Ce travail de longue haleine a permis d'ouvrir les discussions avec les élus et les opérateurs privés. Pour autant, la démarche se confronte parfois à des intérêts économiques : les communes sont tentées de donner leur feu vert à des projets qui dénaturent le paysage, afin de bénéficier de retombées économiques. Difficile de renoncer à une nouvelle manne financière en ces temps de disette budgétaire…


"Demain, avec le développement des intercommunalités, les projets de territoires seront plus facilement réalisables", espère Luc Courtil, chargé de mission Développement du parc. D'autant que l'objectif n'est pas de s'opposer à tous les projets mais de privilégier ceux qui s'inscrivent dans le paysage : "On engage les communes à s'approprier la question et à inverser les démarches, en utilisant les plans locaux d'urbanisme (PLU)", explique-t-il. Par exemple, la commune de Moissac-Bellevue a travaillé à l'élaboration d'un cahier des charges, avec le parc et Energie partagée. Une pré-étude environnementale a été réalisée sur le site identifié et le public a été consulté sur le projet d'implantation d'une centrale photovoltaïque. Ce n'est qu'après ces étapes qu'un opérateur a été retenu par appel d'offres pour mener à bien le projet, qui est encore en cours de montage.

A Manosque, l'hydrogène crée une bulle spéculative sur le foncier

Anticiper et s'approprier les projets, c'est également ce que comptent faire les élus de la communauté d'agglomération de Manosque (Durance-Luberon-Verdon agglomération). Un projet de production d'hydrogène, à partir de photovoltaïque, et de stockage dans les cavités salines du territoire, suscite des inquiétudes. "Ce projet nécessite l'installation de 1.500 hectares de panneaux photovoltaïques. Les opérateurs sont en train de se positionner. Nous devons être très vigilants.

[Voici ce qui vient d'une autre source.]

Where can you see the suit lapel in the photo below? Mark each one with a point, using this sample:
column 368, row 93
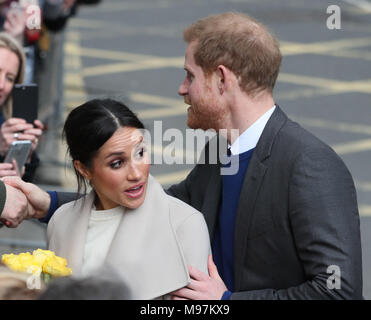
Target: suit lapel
column 250, row 189
column 212, row 200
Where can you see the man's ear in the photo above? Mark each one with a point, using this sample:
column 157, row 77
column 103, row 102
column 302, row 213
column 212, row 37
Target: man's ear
column 82, row 169
column 224, row 77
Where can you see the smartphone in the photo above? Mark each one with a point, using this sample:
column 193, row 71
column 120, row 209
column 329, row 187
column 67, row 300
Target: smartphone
column 19, row 151
column 25, row 101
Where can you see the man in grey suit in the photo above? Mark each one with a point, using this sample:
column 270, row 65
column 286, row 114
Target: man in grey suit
column 286, row 224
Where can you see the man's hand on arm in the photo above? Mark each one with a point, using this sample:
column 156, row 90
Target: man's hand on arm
column 202, row 286
column 38, row 200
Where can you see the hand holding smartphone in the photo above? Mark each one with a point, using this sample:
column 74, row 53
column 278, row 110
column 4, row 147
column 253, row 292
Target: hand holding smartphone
column 19, row 151
column 25, row 102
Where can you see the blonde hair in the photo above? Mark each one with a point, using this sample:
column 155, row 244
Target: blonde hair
column 240, row 43
column 9, row 42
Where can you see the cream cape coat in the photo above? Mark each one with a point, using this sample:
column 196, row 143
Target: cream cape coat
column 151, row 248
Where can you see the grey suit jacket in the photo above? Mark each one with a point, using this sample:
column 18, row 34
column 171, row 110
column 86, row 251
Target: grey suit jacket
column 297, row 217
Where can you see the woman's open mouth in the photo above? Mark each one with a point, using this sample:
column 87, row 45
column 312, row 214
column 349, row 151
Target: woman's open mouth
column 135, row 191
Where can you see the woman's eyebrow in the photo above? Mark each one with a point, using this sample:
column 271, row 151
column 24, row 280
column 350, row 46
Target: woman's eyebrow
column 115, row 154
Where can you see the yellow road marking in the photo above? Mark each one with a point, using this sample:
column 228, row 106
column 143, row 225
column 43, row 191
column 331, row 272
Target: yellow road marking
column 171, row 107
column 335, row 86
column 132, row 66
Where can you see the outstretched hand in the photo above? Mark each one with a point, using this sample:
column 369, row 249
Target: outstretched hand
column 38, row 199
column 16, row 207
column 202, row 286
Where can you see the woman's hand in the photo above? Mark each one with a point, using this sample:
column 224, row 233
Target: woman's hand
column 7, row 169
column 11, row 169
column 36, row 133
column 15, row 23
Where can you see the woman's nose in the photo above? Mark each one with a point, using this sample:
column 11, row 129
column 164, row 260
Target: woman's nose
column 134, row 172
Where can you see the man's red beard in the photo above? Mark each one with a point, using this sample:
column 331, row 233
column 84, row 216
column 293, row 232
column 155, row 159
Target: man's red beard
column 204, row 115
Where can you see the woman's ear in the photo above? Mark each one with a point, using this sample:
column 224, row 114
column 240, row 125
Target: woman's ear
column 82, row 169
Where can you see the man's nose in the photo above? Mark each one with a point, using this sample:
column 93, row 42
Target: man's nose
column 182, row 90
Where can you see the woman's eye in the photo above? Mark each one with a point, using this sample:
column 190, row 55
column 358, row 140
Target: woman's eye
column 116, row 164
column 189, row 76
column 10, row 79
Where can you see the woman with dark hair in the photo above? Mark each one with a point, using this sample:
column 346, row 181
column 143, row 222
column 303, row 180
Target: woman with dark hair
column 126, row 221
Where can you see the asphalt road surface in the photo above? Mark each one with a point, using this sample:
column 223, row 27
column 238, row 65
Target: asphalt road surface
column 133, row 51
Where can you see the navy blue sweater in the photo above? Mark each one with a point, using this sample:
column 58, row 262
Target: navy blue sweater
column 223, row 242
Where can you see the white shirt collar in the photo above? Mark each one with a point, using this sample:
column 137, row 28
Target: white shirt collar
column 250, row 137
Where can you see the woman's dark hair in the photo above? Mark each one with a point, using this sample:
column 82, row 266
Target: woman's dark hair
column 90, row 125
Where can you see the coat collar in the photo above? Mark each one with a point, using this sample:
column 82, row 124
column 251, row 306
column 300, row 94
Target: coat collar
column 145, row 250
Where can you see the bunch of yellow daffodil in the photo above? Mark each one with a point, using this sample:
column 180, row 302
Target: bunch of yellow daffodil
column 39, row 262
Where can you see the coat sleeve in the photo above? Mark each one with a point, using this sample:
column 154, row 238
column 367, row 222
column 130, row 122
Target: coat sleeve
column 193, row 236
column 324, row 218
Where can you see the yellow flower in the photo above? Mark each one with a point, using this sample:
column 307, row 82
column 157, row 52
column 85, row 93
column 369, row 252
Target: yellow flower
column 56, row 266
column 39, row 261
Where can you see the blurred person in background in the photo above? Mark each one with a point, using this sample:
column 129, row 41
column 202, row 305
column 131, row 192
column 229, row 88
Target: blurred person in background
column 12, row 62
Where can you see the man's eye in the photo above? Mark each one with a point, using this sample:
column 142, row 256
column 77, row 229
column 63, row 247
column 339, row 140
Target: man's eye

Ils proposent des loyers de 8.000 à 10.000€/an/ha aux propriétaires forestiers. Cela crée une bulle spéculative. Or, nous tenons à la carte postale de notre territoire, qui est très touristique", raconte le maire de Manosque, Bernard Jeanmet-Péralta. L'agglomération planche donc, avec le parc du Verdon, sur une cartographie de favorabilité ou d'exclusion des projets, en fonction des enjeux de biodiversité, de paysage, d'agriculture et de pastoralisme. Mais "il faut aller vite", prévient Luc Courtil.